As if this story were not gloomy enough, it gets worse. We and our colleagues have found more than a dozen white dwarfs in our galaxy that are orbited by asteroids, comets and perhaps even planets—entire graveyards of worlds. While the stars were still alive, they rose every day in the skies of these worlds. They gently warmed the soil and stirred the wind. Living organisms may have soaked up their rays. But when the stars died, they vaporized or engulfed and incinerated their inner planets, leaving only the bodies that resided in the chilly outposts. Over time the dwarfs shredded and consumed many of the survivors as well. These decimated systems offer a grim look at the fate of our own solar system when the sun dies five billion years from now.

Astronomers have always suspected that planets might orbit stars other than our sun. We imagined, though, that we would find systems much like our own solar system, centered on a star much like the sun. Yet when a flood of discoveries began 15 years ago, it was apparent right away that extrasolar planetary systems can differ dramatically from our solar system. The first example was the sunlike star 51 Pegasi, found to have a planet more massive than Jupiter on an orbit smaller than that of Mercury. As instruments became more sensitive, they found ever stranger instances. The sunlike star HD 40307 hosts three planets with masses between four and 10 Earth masses, all on orbits less than half the size of Mercury’s. The sunlike star 55 Cancri A has no fewer than five planets, with masses ranging from 10 and 1,000 Earth masses and orbital radii ranging from one tenth that of Mercury to about that of Jupiter. Planetary systems imagined in science fiction scarce­ly compare.

The white dwarf systems demonstrate that the stars do not even need to be sunlike. Planets and planetary building blocks can orbit bodies that are themselves no larger than planets. The variety of these systems equals that of systems around ordinary stars. Astronomers hardly expected the ubiquity of planetary systems, their hardiness and the apparent universality of the processes by which they form. Solar systems like our own might not be the most common sites for planets, or even life, in the universe.

Phoenix from the Ashes It is sometimes forgotten today, but the first confirmed discovery of any extrasolar planets was around a very unsunlike star: the neutron star PSR 1257+12, an even more extreme type of stellar corpse than a white dwarf. It packs a mass greater than the sun’s into the size of a small asteroid, some 20 kilometers across. The event that created this beast, the supernova explosion of a star 20 times the mass of the sun, was more violent than the demise of a sunlike star, and it is hard to imagine planets surviving it. Moreover, the star that exploded probably had a radius larger than 1 AU (astronomical unit, the Earth-sun distance), which is larger than the orbits of the planets we see today. For both reasons, those planets must have risen up out of the ashes of the explosion.

Although supernovae typically eject most of their debris into interstellar space, a small amount remains gravitationally bound and falls back to form a swirling disk around the stellar remnant. Disks are the birthing grounds of planets. Astronomers think our solar system took shape when an amorphous interstellar cloud of dust and gas collapsed under its own weight. The conservation of angular momentum, or spin, kept some of the material from simply falling all the way to the newborn sun; instead it settled into a pancake shape. Within this disk, dust and gas coagulated into planets [see “The Genesis of Planets,” by Douglas N. C. Lin; Scientific American, May 2008]. Much the same process could have occurred in the postsuper­nova fallback disk.

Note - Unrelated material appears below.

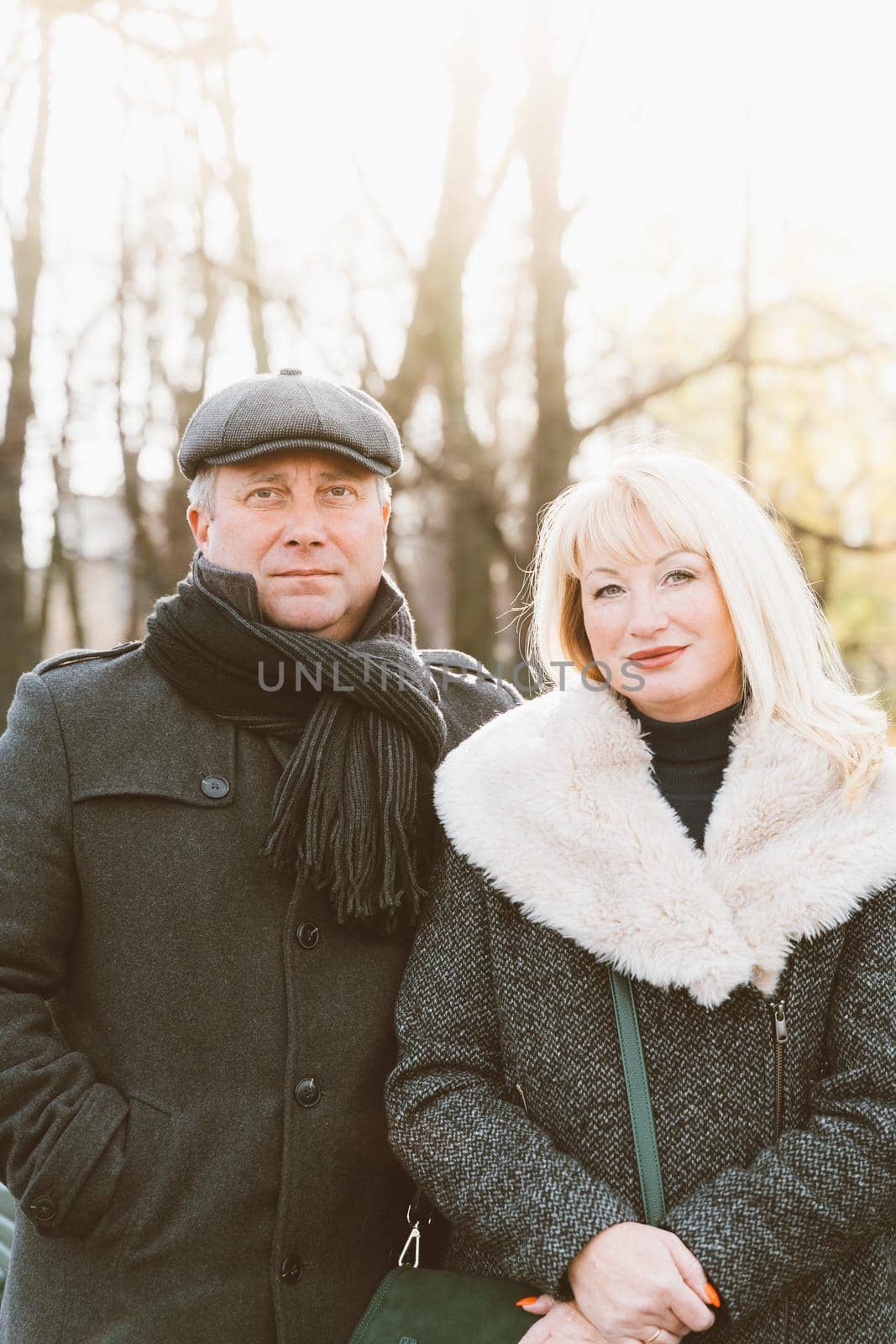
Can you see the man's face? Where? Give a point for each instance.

Astronomers discovered the system around PSR 1257+12 by detecting periodic deviations in the timing of the radio pulses it gives off; such deviations arise because the orbiting planets pull slightly on the star, periodically shifting its position and thus altering the distance the pulses must travel. Despite intensive searches of other stars’ pulses, observers know of no other comparable system. Another pulsar, PSR B1620–26, has at least one planet, but it orbits so far from the star that astronomers think it did not form in a fallback disk but rather was captured gravitationally from another star.

In 2006, however, NASA’s Spitzer Space Telescope discovered unexpected infrared emission from the neutron star 4U 0142+61. The infrared light might arise from the star’s magnetosphere or from a circumstellar disk. This star formed in a supernova explosion about 100,000 years ago, and it typically takes about a million years or so for planets to agglomerate, so if the radiation does signal the presence of a disk, this system may one day resemble that revolving around PSR 1257+12.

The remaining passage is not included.